On its own, however, the water it pulls out of the air simply pools around it as it has no way to actually hold onto the water it is absorbing. The process of infusing the hydrogels with lithium chloride is also a time-consuming one. Previous attempts at infusion reported very little in terms of salt uptake by the hydrogels after 48 hours, typically only 4 to 6 grams of salt for each gram of polymer in the hydrogel.

The MIT researchers suspected that this wasn't a problem with the process itself, but rather the impatience of the researchers who were giving up after only a couple of days. By allowing samples of the hydrogel polyacrylamide to soak in lithium chloride solutions with different salt concentrations for up to 30 days, the MIT team was able to infuse 24 grams of salt for every gram of hydrogel polymer.

When they then tested the moisture-absorbing potential of the newly infused material, they far exceeded previous experiments at every level of humidity tested. At just 30% relative humidity, roughly what you'd find in a typical desert at night, the team reports that it recovered a "record-breaking" 1.79 grams of water for every gram of salt-infused hydrogel material.

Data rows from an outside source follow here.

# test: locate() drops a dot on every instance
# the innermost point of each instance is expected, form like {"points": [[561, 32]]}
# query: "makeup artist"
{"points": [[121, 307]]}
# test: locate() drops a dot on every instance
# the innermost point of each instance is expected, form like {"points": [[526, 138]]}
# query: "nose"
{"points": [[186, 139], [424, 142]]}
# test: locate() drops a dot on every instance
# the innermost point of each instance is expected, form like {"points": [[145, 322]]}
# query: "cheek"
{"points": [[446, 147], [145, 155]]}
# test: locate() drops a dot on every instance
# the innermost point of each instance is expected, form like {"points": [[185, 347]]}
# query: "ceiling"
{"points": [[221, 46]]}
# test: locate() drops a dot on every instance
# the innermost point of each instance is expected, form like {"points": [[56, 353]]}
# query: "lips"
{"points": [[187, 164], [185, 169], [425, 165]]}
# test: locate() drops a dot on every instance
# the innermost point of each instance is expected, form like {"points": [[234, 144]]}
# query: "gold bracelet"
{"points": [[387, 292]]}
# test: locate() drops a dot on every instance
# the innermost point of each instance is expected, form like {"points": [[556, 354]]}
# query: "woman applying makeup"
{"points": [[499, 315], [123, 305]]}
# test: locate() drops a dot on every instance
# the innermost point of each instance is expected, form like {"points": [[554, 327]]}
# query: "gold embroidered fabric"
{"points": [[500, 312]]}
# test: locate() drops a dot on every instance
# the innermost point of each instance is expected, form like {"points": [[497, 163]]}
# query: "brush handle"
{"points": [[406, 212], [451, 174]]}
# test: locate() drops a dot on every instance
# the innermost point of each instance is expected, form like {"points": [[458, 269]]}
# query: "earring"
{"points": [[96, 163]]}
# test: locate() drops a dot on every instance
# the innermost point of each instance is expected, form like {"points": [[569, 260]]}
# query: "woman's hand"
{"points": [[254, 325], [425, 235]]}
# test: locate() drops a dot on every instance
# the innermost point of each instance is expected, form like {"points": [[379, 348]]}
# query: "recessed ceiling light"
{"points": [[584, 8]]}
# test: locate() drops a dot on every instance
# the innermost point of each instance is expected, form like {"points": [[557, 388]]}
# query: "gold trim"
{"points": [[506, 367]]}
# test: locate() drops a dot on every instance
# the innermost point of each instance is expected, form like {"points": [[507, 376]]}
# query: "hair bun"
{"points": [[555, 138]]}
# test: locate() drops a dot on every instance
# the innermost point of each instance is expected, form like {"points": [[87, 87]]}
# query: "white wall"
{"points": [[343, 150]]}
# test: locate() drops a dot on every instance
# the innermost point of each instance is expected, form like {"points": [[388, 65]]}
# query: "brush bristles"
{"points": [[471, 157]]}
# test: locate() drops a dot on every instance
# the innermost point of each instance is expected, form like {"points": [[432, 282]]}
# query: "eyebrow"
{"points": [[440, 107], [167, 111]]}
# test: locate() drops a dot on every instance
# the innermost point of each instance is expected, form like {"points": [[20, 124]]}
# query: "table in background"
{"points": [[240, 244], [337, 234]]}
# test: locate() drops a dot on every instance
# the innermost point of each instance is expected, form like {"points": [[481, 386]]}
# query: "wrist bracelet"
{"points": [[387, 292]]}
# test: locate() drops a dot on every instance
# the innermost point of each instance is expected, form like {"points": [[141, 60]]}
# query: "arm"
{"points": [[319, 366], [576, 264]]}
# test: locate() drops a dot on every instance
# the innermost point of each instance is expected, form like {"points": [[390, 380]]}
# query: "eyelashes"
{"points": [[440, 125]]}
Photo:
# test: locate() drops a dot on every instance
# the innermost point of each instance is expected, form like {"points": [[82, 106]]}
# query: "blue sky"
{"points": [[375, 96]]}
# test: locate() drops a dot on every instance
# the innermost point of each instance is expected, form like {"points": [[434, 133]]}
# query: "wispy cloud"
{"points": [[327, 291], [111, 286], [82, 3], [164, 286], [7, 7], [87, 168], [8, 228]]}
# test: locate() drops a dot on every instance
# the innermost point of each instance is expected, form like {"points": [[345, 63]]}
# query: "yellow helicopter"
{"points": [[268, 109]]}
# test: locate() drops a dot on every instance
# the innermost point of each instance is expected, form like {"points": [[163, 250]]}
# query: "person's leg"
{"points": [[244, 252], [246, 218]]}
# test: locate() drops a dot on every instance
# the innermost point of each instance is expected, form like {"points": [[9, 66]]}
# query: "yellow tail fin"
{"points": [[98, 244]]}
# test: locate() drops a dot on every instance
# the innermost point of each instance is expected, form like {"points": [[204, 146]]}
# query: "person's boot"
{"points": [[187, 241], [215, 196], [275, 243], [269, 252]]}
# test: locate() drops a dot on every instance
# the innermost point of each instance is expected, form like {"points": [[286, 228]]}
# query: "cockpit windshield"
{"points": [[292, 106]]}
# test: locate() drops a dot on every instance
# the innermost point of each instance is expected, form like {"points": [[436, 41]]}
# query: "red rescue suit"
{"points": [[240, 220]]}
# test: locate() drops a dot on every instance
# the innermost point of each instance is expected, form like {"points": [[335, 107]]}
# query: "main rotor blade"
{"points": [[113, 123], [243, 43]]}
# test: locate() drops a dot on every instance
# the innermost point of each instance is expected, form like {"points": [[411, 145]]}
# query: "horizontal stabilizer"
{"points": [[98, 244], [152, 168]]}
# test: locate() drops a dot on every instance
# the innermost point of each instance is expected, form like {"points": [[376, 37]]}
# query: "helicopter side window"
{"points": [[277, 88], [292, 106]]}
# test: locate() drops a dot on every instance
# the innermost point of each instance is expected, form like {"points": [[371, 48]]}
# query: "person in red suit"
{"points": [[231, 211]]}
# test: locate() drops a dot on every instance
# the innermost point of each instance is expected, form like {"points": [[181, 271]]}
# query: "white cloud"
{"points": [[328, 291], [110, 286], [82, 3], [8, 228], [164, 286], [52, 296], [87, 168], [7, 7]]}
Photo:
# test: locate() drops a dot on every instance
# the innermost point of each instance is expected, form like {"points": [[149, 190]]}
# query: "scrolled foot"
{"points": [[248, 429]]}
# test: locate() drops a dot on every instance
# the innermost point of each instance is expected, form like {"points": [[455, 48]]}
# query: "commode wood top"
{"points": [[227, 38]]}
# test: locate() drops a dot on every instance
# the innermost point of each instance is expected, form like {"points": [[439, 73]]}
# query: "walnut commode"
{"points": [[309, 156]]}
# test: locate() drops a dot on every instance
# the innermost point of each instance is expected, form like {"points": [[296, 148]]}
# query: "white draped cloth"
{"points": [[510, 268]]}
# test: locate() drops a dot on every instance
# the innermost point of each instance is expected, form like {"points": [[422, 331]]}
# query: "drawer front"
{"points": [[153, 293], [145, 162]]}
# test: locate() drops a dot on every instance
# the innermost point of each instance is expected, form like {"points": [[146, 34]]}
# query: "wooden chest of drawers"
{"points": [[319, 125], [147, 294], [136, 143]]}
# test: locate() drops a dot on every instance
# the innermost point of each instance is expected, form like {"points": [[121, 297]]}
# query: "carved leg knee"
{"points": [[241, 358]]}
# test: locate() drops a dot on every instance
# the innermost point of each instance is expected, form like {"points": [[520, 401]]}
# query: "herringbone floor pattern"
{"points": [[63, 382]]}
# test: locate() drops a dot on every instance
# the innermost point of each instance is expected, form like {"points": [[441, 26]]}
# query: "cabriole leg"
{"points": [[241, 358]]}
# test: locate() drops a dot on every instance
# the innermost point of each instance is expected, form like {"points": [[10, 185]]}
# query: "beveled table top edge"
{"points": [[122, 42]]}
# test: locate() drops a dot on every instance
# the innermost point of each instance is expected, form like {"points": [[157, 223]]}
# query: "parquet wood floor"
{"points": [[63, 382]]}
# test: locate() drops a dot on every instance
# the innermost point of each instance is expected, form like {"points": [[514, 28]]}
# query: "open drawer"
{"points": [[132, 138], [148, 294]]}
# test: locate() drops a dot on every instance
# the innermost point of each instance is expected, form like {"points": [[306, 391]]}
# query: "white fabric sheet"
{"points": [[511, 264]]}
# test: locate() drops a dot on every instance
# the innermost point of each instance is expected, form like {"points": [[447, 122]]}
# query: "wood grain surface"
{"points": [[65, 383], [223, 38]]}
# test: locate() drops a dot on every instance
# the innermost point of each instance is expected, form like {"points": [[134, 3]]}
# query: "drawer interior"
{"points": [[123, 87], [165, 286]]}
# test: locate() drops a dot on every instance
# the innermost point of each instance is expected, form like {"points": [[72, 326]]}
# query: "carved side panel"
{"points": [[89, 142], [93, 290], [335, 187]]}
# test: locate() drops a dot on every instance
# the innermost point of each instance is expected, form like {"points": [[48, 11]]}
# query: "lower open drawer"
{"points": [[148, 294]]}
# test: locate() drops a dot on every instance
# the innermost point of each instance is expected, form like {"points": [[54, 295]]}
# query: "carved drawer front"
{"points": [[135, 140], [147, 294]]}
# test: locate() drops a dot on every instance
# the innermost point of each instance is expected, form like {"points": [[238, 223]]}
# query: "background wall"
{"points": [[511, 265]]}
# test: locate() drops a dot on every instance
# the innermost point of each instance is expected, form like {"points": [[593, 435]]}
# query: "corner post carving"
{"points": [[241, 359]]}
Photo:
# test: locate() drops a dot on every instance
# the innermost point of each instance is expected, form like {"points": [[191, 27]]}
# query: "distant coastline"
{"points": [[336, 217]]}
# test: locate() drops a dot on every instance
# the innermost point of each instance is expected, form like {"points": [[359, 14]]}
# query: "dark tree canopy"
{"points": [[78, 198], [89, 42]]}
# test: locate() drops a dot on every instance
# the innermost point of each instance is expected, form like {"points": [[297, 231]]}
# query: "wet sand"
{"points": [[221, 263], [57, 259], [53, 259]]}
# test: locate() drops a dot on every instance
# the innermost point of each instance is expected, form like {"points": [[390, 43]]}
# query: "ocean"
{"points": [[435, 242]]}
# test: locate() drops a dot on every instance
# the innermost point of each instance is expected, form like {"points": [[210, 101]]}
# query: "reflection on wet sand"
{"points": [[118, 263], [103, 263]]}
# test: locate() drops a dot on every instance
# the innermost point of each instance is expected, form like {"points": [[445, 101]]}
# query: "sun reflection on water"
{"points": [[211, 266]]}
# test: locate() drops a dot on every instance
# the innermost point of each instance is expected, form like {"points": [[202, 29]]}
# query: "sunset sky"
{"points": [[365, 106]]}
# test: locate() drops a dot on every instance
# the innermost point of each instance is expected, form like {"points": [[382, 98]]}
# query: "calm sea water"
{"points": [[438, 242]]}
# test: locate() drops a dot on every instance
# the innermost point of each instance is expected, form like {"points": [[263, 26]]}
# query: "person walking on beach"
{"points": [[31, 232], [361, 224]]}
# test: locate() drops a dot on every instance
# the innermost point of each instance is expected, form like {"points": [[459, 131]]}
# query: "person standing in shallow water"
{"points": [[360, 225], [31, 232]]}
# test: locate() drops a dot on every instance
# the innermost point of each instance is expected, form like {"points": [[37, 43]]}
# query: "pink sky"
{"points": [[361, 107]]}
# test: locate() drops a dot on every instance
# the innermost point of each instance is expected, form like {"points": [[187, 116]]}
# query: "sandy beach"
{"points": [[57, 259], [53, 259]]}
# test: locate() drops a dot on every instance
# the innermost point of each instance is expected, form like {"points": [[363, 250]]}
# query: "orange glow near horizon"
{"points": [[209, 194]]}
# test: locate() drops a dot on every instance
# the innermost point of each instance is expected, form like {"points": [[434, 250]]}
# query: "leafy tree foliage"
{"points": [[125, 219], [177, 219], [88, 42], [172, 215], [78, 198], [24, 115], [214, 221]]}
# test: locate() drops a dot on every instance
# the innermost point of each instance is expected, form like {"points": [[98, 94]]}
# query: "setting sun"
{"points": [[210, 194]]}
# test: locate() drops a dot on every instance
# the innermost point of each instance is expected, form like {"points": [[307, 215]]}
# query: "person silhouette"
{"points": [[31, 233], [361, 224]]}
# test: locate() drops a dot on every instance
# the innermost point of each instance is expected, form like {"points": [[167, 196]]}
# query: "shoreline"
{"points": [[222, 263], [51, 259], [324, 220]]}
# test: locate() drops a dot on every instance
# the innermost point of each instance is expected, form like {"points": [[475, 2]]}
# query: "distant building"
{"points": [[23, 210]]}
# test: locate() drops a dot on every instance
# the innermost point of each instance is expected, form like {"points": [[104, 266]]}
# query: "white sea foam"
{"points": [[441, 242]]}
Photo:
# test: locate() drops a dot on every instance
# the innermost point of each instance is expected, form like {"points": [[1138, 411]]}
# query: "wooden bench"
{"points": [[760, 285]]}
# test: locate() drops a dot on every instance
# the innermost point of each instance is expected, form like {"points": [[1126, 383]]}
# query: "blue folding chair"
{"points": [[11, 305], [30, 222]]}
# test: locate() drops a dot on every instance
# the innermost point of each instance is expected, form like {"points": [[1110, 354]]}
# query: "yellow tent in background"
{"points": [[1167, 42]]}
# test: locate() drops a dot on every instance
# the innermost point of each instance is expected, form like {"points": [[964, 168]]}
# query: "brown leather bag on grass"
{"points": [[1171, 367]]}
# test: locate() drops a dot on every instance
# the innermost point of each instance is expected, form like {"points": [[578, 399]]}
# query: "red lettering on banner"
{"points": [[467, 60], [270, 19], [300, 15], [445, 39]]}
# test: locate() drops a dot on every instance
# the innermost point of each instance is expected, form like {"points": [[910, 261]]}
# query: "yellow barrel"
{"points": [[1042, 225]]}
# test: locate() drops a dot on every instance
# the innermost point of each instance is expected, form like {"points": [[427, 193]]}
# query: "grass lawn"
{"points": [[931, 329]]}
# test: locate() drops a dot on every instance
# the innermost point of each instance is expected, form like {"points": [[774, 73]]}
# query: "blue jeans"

“The big, unexpected surprise was that, with such a simple approach, we were able to get the highest vapor uptake reported to date,” paper co-author Gustav Graeber, who is now a principal investigator at Humboldt University in Berlin, said. “Now, the main focus will be kinetics and how quickly we can get the material to uptake water. That will allow you to cycle this material very quickly, so that instead of recovering water once a day, you could harvest water maybe 24 times a day.”